Statistics, basically all of the data that's available to us with the vote count being at the heart of it, when we've determined that data makes it very clear that the trailing candidates can't catch the leader, that's when we're able to declare a winner.
How do you sort through all that data?
That is a lot of data to sort through in a timely manner to make a call.
Yeah, so at the Associated Press, we'll be declaring winners in about 4,800 elections this November.
And that assumes none of those go to a runoff, which of course some of them will in Georgia and Louisiana and the other states where there are runoffs.
And so it is a tremendous amount of data.
And we do it with a tremendous team.
It's a big team.
So our decision team at AP, 60 people, several of whom are full-time focused on elections.
So they're always working on this all of the time.

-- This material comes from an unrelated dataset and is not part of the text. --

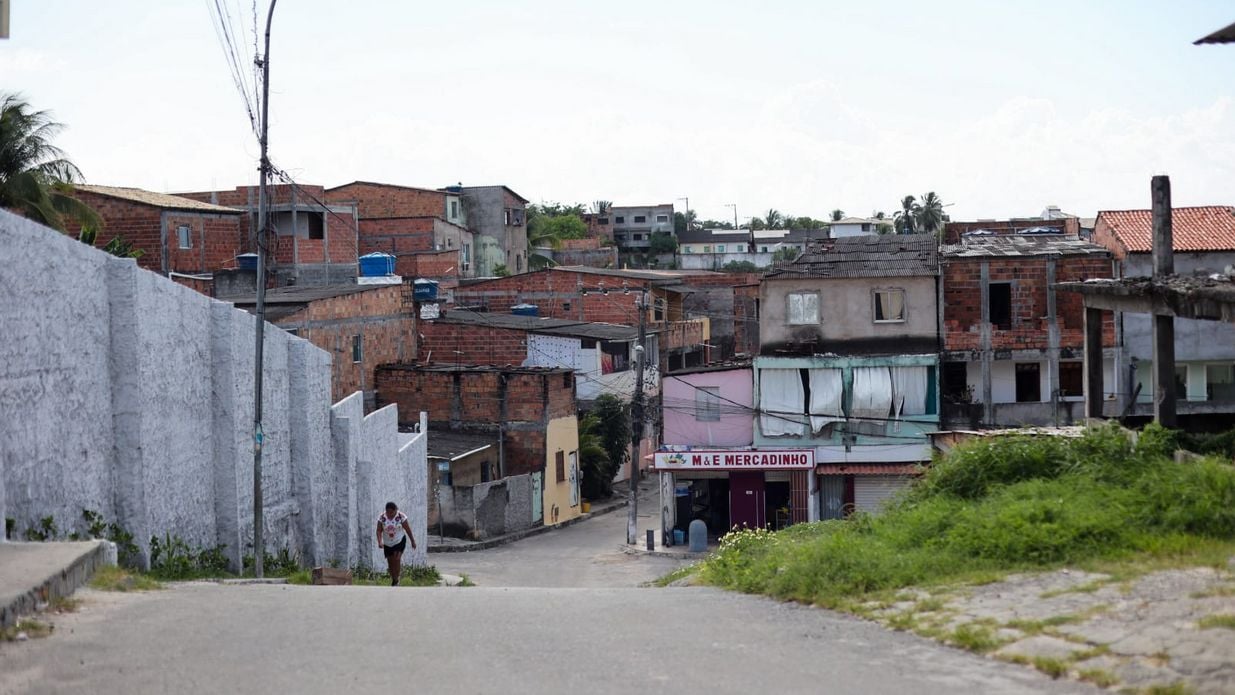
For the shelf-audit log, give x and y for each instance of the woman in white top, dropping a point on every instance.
(393, 536)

But under that is the team that's generating that data.
And so we'll have totality across the Associated Press, about 5,000 people on the night of the general election who are working to collect the vote, count the vote, quality check it, analyze it, publish it, and then ultimately declare winners.
You mentioned votecast.
What is that?
So votecast is our survey of the electorate.
You know, we are looking to talk to voters as they are in the process of casting their ballot, either in advance or on election day.
We execute that survey across all 50 states, and it's really the largest survey of its kind.
We're aiming to talk to more than 120,000 voters in the week leading up to election day, right up until the moment polls close.
We're asking them who they voted for, but also the things that motivated them as they cast their ballots, the issues that they cared most about, what they thought about the direction of the country.
And that additional data we only use to declare winners, but not only to declare winners, we also use it to tell stories and to understand the electorate and to really inform all of our coverage on election night.